O Código de Defesa do Consumidor (CDC) rege esses direitos de uma série de questões relativas a trocas, prazo de entrega, cancelamento da compra, entre outros. Dentre os direitos básicos estipulados pelo CDC estão a proteção da vida, saúde e segurança; a informação adequada e clara sobre produtos e serviços; a proteção contra publicidade enganosa e abusiva; a proteção contra práticas e cláusulas abusivas ou impostas no fornecimento de produtos e a inversão do ônus da prova.

Entre os direitos do CDC estão:

Direito à informação

Restituição em dobro

Garantia

Direito ao arrependimento

Anulação de cláusulas abusivas

Contrato

Cobrança de dívidas

O Advogado e Professor Doutor do curso de Direito do Centro Universitário Tiradentes – Unit Alagoas, Flávio Costa, orienta sobre o artigo 49 do Código do Consumidor. “Nas compras digitais, o cliente tem até sete dias para desistir de um contrato ou compra de um produto ou serviço, desde que a contratação de fornecimento ocorra fora do estabelecimento comercial. Para isso, o consumidor deverá fazer uma reclamação formal e requer o seu direito. Em caso negativo, ele poderá requerer o seu direito em juízo”

Outro cuidado necessário e importante é quanto a idoneidade do site de venda. Segundo o Instituto de Segurança Pública, de janeiro a junho de 2021, houve um aumento de 65% no estelionato virtual, em relação ao mesmo período do ano anterior. Os crimes, cada vez mais variados, atingem também os anúncios de vendas nos sites.
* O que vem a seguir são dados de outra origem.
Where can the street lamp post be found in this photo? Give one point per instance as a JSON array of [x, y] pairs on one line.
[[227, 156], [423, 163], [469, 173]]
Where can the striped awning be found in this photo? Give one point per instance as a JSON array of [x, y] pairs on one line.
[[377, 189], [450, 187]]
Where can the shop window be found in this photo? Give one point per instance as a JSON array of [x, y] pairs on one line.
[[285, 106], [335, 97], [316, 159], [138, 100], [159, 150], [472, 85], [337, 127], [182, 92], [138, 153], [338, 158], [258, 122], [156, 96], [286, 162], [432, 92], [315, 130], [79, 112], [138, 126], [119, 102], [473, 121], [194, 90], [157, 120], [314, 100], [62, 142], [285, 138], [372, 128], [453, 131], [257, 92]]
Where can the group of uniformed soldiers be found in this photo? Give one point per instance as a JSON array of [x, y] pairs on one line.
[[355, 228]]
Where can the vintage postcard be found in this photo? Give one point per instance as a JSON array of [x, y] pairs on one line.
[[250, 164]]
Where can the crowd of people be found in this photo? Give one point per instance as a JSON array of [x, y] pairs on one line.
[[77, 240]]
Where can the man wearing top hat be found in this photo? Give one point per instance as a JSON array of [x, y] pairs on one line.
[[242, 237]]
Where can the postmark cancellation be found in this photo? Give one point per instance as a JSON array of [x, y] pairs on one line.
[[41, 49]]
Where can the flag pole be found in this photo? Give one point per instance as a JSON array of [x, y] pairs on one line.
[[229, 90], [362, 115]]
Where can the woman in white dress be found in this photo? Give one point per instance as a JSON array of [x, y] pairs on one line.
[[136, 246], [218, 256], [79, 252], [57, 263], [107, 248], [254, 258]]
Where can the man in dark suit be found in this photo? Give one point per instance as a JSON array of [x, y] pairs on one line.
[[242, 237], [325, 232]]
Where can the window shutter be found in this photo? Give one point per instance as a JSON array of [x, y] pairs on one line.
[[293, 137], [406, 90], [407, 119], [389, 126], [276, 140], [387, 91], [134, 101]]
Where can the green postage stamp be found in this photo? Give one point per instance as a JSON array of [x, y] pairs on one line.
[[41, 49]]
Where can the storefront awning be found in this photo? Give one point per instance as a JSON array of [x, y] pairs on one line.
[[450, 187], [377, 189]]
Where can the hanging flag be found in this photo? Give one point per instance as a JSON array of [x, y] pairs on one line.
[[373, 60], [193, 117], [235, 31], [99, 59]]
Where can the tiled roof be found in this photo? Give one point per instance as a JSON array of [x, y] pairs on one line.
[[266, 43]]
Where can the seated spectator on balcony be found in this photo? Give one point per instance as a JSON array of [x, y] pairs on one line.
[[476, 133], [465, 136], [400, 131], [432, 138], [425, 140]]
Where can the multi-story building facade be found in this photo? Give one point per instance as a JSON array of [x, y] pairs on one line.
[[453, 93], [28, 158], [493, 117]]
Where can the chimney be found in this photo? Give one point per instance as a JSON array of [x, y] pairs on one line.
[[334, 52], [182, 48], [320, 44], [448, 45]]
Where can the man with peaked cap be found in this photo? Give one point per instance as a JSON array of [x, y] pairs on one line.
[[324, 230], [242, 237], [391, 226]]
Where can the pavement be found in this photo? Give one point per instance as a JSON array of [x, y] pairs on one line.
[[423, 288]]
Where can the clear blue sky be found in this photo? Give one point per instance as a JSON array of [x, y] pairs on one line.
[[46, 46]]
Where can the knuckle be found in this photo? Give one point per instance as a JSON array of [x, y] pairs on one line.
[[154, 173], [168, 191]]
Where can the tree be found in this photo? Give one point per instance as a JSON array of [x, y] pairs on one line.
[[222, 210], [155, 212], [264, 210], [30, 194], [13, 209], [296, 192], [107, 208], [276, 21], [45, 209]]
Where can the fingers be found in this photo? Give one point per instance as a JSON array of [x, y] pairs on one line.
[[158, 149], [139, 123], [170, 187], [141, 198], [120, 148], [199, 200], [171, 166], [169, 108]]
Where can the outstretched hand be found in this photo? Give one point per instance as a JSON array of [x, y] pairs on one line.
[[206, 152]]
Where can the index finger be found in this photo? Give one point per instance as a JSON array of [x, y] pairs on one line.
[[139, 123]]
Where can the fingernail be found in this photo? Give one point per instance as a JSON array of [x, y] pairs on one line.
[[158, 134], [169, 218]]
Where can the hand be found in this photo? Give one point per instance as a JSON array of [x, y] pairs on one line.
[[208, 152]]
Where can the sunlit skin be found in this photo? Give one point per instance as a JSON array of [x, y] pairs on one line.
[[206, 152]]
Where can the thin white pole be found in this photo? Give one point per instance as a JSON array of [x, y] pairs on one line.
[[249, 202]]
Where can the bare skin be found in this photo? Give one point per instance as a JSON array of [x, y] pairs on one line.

“Em relação às fraudes na internet, elas não são pautadas pelo Código do Consumidor, haja vista que ela é uma ação de engodo, isto é se refere a toda manobra ou a tudo aquilo que se faz com o propósito de enganar alguém, portanto quem pauta esse tipo de situação é o Código Penal. O consumidor deve procurar uma delegacia de Polícia no sentido de requerer uma investigação de estelionato, para tentar criminalmente, sancionar quem é o causador. Mas, adianto que é difícil reparação nesses casos”, explicou o professor.